Threads, Meta’s Twitter rival, is struggling to retain users roughly a month after its highly publicized launch, according to fresh industry estimates showing that app engagement has fallen to new lows.
The data from market research firms Similarweb and Sensor Tower highlight the challenges facing Meta as it seeks to exploit the opening created by the chaos surrounding Twitter’s management.
Threads’ daily active user count is down 82% from launch as of July 31, according to Sensor Tower, with just eight million users accessing the app each day. That is the lowest it has been since the day after the app’s release when daily active users peaked at roughly 44 million, Sensor Tower said.
People are also opening the app less frequently and spending less time there, Sensor Tower added.

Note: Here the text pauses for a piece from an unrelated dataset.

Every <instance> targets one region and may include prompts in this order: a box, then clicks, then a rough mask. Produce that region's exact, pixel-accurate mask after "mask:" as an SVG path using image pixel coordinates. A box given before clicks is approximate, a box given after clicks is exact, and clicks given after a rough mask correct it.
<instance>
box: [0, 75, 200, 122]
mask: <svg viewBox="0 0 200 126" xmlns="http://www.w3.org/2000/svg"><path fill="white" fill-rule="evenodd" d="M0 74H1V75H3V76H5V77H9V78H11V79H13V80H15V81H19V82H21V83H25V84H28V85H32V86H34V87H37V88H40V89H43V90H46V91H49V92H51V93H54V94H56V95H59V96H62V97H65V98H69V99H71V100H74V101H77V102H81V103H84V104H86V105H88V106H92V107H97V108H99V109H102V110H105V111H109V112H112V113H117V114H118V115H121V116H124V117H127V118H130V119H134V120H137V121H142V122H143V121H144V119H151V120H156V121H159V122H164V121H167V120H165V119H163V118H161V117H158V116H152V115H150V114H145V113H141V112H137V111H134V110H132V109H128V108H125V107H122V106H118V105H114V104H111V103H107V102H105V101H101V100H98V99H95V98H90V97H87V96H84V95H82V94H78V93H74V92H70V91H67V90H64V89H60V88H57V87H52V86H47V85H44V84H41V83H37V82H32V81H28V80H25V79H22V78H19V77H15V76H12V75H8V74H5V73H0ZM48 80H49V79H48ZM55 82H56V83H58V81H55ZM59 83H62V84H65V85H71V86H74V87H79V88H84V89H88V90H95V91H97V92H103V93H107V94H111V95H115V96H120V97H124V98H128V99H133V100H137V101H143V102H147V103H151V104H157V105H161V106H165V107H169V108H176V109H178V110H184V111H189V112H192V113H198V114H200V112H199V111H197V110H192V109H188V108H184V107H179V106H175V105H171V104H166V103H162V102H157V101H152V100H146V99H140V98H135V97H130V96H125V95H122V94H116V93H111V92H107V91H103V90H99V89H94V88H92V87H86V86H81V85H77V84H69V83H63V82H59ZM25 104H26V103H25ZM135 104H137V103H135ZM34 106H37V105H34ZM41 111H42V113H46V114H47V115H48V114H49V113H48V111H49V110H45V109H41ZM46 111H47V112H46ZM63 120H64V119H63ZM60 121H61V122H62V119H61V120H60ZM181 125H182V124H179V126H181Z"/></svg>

On its launch day, Threads users opened the app an average of 14 times and spent an average of 19 minutes scrolling through it, the company reported. By the end of the month, however, those figures had fallen sharply.
As of August 1, Threads’ daily average time spent fell to just 2.9 minutes a day, and people spent only 2.6 sessions per day using the app, said Abe Yousef, a senior insights analyst at Sensor Tower.

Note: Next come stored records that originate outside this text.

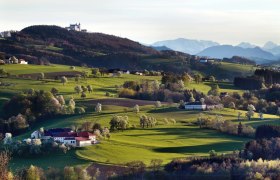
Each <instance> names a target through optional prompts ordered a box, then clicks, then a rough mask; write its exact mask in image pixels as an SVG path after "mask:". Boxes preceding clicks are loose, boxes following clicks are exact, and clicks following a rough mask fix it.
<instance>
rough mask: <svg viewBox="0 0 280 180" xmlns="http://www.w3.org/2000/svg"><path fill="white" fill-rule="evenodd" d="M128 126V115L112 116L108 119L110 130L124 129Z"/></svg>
mask: <svg viewBox="0 0 280 180" xmlns="http://www.w3.org/2000/svg"><path fill="white" fill-rule="evenodd" d="M128 127H129V120H128V116H113V117H112V119H111V121H110V130H111V131H115V130H122V131H123V130H125V129H127V128H128Z"/></svg>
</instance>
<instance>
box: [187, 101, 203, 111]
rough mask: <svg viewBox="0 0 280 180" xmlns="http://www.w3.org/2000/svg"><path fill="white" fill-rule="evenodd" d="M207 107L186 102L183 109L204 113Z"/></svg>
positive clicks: (199, 103)
mask: <svg viewBox="0 0 280 180" xmlns="http://www.w3.org/2000/svg"><path fill="white" fill-rule="evenodd" d="M206 108H207V106H206V104H205V103H203V102H200V101H196V102H188V103H186V104H185V109H186V110H200V111H204V110H206Z"/></svg>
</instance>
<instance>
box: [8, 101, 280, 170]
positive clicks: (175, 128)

Findings from Similarweb showed the same pattern of decline. Threads’ user count peaked at roughly 49 million on July 7, the day after launch, and fell steadily to just over 11 million by July 29, said David Carr, a senior insights manager at Similarweb.
The steepest drop-off occurred in the two weeks immediately following Threads’ launch. But the new data show how the decline has continued and is ongoing.
According to Sensor Tower, Threads’ daily active user count is still falling at a rate of roughly 1% per day.
Speaking on the company’s earnings call last month, Meta CEO Mark Zuckerberg said he was “quite optimistic” about the app.
“We saw unprecedented growth out of the gate and more importantly we’re seeing more people coming back daily than I’d expected,” he said. “And now, we’re focused on retention and improving the basics. And then after that, we’ll focus on growing the community to the scale we think is possible.”
Threads launched with only a handful of features and later promised to add in highly requested tools like a reverse-chronological content feed, a desktop version of the app and direct messages.
On July 10, Zuckerberg announced that more than 100 million people had signed up for Threads, making it one of the fastest-growing apps in history. The company has reportedly looked into adding “retention-driving hooks” that can keep users engaged.